Ему очень хотелось сказать. Нет, пусть ахнет.
— Полсапожки после работы зачини… изорвались… Слышь!..
— Там видно будет, — уклончиво сказал Уклейкин, искоса взглядывая на Матрену. …Сказать, а?
— Нечего видать, зачини! Тебе говорят, идол! На стирку под утро итить…
Уклейкин вскипел.
— Какой я идол, а? Как ты меня… Ты смотри!.. С кем разговариваешь! Кто я тебе, а?
…Сказать?.. Так и сядет, чертова баба…
— Шваркнуть вот!.. Сказано, зачини!..
И она швырнула корявые рыжие скрипучи.
Уклейкин стиснул зубы и зашуршал дратвой. Не время, совсем не время ругаться.
Отпили чай. Уклейкин, все еще не бросая работы, сказал отрывисто и как бы загадочно:
— Рубаху вынь синюю… с горошками…
— Еще что?.. Засвербило!..
— Спинжак почисть… Слышь! Проветрить вынеси…
Матрена швырнула чашки. Непривычный тон шевелил любопытство.
— Ты что, в самделе… Куда несет?..
— Р-раз сказано — кон-че-но! — забрал воздуху Уклейкин.
— Мишка, сапоги начищай!..
— Сбесился ты?..
— Сбесился!..
И он с небывалым азартом ударил шилом в подошву.
Давно уже не выказывал он такой решимости и напряженного, мучительного спокойствия. Но что-то, одной ей известное, мешало Матрене сердиться. Уйдет этот «шкилет», вечер придет… Кровь бросалась в голову, и хотелось, чтобы скорей приходил вечер.

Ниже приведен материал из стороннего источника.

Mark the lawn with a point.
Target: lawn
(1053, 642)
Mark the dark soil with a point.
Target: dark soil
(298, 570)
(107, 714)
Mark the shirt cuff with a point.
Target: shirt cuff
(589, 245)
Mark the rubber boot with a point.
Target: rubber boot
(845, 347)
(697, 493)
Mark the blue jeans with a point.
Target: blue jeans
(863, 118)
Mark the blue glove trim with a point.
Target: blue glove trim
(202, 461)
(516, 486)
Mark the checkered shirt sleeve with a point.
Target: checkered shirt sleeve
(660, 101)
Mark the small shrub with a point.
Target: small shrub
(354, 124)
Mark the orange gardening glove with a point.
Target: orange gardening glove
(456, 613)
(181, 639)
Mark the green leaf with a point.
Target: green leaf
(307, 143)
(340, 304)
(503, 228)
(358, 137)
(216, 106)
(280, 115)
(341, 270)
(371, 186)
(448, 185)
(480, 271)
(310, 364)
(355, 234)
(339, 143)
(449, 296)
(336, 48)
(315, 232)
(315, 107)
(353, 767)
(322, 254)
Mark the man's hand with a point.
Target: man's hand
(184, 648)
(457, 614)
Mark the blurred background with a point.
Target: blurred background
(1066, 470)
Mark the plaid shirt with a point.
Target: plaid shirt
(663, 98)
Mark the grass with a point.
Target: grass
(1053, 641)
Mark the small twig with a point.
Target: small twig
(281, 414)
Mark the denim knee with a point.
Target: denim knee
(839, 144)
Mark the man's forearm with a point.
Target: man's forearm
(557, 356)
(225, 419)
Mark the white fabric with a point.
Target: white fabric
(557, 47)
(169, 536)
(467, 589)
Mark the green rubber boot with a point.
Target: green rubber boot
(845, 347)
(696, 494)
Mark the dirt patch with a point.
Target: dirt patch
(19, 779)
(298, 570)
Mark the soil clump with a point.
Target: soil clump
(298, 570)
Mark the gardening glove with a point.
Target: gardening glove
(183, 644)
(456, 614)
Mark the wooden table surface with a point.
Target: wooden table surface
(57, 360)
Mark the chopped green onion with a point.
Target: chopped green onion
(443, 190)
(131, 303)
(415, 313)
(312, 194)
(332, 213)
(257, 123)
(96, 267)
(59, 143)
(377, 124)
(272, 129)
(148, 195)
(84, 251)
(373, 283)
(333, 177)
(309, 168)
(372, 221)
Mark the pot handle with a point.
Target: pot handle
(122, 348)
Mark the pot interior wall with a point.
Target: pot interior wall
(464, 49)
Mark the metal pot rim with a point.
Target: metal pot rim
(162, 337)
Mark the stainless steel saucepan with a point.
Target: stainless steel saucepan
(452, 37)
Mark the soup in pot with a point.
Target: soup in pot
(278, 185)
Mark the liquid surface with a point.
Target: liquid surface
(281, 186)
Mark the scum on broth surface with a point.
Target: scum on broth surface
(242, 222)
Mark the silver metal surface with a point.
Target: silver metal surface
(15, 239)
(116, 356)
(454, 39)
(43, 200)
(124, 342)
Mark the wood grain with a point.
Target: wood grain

Чашка выскользнула из рук и разбилась.
— Бей еще!.. мало…
Он взглянул на жену. Давно не видал он ее такой. Двадцатисемилетняя, высокая, сильная, она глядела через его голову в пространство. И ему показалось, что страстное любопытство разбирает ее. И захотелось сказать ей, что-нибудь ласковое сказать, подойти и, как бывало когда-то, перехватить ее широкую спину и тронуть грудь, туго стянутую красной, засаленной спереди кофтой. Но она увидала его взгляд и крикнула:
— Пьянствовать!..
У него пропало желание поласкаться, и он раздраженно крикнул:
— Ду-ра! Р-раз я… Ежели ты меня… Вот тебе скрипучи!